If you are using community edition - check out the DozerDB plugin which adds enterprise features to Neo4j community such as multi database. Its still in its infancy but has already implemented multi db and enterprise constraints. https://dozerdb.org


In addition to labelled property graphs and triples, a list of approaches to knowledge graph should consider facts(tuples) that are connected via common values as a form of graph, with datalog queries to query them. This is a lot more flexible than either approach IMHO and also more easily connected to existing relational data.

RDFox is a tool that uses Datalog internally. RelationalAI uses a datalog based approach. Another example is Mangle Datalog, my own humble open source project that can be found on GitHub.

The language in the article about relational being "non native graph" is a bit biased. With some developer attention, there are massive opportunities to store data in a distributed manner and with te right indices querying can be fast. Though to be fair, good performance will always need developer attention.


A knowledge graph is really just a projection of structured data from disparate sources into a common schema.

Take a bunch of tables and covert each row into a tuple (rowkey, columnName, value).

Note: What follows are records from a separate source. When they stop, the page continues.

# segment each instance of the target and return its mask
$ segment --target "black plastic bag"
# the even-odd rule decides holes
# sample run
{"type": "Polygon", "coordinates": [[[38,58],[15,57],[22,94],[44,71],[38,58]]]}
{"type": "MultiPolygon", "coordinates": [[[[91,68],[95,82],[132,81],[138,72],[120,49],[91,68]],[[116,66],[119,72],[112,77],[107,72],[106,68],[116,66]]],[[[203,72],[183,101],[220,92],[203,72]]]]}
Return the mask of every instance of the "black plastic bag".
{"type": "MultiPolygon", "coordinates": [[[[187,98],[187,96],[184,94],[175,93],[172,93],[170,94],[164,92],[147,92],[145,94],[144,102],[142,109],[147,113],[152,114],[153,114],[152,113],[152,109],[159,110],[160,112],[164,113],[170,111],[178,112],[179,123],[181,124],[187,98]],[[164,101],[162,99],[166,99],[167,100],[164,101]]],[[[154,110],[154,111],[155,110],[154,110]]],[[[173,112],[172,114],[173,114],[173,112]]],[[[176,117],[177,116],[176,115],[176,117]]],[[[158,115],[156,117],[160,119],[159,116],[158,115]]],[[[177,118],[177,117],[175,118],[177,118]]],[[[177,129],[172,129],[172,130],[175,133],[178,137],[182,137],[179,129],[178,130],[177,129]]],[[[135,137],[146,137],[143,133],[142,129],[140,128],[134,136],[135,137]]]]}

Now take the union of all the tables.

^ knowledge graph

That’s it…but it’s not very useful yet. It becomes more useful if you apply a shared ontology during the import—ie translate all the columns into the same namespace. Suppose we had a “contacts” table with columns {“first name”, “last name”, …} and a “events” table with columns {“participant given name”, “participant family name”, …} — basically you need to unify the word you use to describe the concept “first name”/“given name”/whatever across all sources.

This can be cool/useful because you now only need one table (of triples) to describe all your structured data, but it’s also a pain because you may need to perform lots of self-joins or recursive queries to recover your data in order to do useful things with it. The final table has a very simple “meta” schema, and you erase the schema from each individual source so you can push the schema into the data.


For me a knowledge graph is a complex network.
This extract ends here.